Pinacidil increases the postshock cycle length suggesting that EAD may play a role in postshock activation, while it fails to alter DFT suggesting that EAD produced by shock does not determine a defibrillation success or failure.
在犬心室颤动模型中,确定电击成功和失败后的后除极激活模式,以及匹那地尔(早期后除极抑制剂)是否改变除颤阈值(DFT)和电击后的激活模式。
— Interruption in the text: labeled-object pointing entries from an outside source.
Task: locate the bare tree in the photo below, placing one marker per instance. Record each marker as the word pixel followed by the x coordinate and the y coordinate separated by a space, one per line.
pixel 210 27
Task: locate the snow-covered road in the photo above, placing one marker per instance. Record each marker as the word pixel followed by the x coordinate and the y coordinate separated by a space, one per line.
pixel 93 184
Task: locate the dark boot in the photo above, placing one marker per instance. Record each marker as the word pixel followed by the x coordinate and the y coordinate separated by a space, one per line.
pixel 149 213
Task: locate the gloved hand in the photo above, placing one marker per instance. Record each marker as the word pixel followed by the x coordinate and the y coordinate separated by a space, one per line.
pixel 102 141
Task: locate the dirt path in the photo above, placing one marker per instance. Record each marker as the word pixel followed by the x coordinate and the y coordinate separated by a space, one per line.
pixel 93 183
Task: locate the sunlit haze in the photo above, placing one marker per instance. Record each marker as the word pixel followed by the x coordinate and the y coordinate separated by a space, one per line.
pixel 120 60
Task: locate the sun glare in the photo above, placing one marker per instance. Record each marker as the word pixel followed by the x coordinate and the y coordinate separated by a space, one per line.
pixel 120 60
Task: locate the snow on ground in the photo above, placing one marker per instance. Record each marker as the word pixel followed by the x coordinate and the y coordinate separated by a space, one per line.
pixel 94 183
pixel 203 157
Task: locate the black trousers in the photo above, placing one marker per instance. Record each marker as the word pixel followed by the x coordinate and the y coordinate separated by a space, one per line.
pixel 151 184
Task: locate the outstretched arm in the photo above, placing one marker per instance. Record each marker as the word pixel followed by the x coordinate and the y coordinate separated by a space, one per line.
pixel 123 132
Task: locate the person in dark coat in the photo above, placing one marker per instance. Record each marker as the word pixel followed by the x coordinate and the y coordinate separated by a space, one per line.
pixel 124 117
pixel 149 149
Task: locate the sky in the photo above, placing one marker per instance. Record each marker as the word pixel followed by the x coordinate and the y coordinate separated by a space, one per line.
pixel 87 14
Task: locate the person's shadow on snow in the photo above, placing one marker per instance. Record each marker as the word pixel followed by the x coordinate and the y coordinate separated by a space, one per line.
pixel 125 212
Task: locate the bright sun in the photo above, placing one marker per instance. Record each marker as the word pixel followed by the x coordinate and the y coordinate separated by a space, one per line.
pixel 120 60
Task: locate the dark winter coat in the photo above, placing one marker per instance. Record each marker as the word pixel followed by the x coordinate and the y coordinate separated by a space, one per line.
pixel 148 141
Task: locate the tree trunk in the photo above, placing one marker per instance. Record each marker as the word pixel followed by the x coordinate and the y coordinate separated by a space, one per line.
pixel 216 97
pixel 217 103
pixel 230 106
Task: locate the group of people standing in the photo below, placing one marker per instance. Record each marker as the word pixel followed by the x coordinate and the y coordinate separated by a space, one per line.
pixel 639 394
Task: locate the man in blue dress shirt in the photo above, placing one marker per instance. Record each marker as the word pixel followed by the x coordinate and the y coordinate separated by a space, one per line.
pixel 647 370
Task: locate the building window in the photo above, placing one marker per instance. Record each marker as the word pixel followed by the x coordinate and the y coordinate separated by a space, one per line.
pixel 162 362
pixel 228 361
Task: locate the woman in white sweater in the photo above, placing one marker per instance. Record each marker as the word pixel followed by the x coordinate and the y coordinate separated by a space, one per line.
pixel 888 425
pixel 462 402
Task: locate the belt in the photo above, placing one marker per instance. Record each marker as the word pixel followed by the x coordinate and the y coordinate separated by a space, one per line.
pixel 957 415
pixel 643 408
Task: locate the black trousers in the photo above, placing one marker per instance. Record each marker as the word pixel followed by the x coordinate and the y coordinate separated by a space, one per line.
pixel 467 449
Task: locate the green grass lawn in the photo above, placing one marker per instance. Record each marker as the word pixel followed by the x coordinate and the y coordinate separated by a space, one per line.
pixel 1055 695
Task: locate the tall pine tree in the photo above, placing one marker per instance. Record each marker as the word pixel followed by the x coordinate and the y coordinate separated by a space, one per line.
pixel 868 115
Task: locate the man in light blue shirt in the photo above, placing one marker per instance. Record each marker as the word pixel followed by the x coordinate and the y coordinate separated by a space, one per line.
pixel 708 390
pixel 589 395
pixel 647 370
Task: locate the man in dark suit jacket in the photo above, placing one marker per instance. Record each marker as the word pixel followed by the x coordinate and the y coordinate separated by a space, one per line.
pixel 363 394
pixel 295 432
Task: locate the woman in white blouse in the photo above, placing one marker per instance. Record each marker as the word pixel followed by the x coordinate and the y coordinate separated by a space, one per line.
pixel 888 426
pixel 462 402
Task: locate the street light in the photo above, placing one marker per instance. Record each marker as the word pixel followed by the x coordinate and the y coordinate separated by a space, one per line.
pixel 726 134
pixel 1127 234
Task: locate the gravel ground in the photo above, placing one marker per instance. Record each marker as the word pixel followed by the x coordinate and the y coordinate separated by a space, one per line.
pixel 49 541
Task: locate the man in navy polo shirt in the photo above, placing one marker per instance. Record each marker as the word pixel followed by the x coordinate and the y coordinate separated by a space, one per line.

在 6 只比格犬中,将带有 64 个单极电极的篮状导管置于左心室进行全心内膜标测,将单极动作电位导管插入左心室心尖部,将带有右心室负电极和上腔静脉正电极的导管插入进行除颤。在给予匹那地尔后(负荷剂量 0.5mg/kg,维持剂量 0.5mg·kg^-1·h^-1,iv)评估 DFT、90%动作电位时程(APD(90))和激活恢复间期(ARI)。用 ARI 的离散度定义电异质性。用接近 DFT 强度进行电击成功和失败后,检测最早的电击后激活模式(局灶性或非局灶性心内膜激活)、间期和位置。
匹那地尔显著降低 APD(90)(从 178±16ms 降至 168±18ms)和 ARI(从 152±10ms 降至 143±10ms),起搏周长为 300ms。药物显著增加 VF 激活率(从 10.0±1.9Hz 增加到 10.8±2.0Hz)。药物不影响 ARI 的离散度,也不改变 DFT(基线:480±110V;匹那地尔:425±55V,P>0.05)。药物治疗前后,最早的电击后激活出现在左心室心尖部的局部。匹那地尔显著延长了成功电击后的第 2 至 5 个电击周期,但对失败电击无效。
匹那地尔增加了电击后的周期长度,提示早期后除极可能在电击后激活中起作用,而不改变 DFT 提示电击产生的早期后除极并不决定除颤的成功或失败。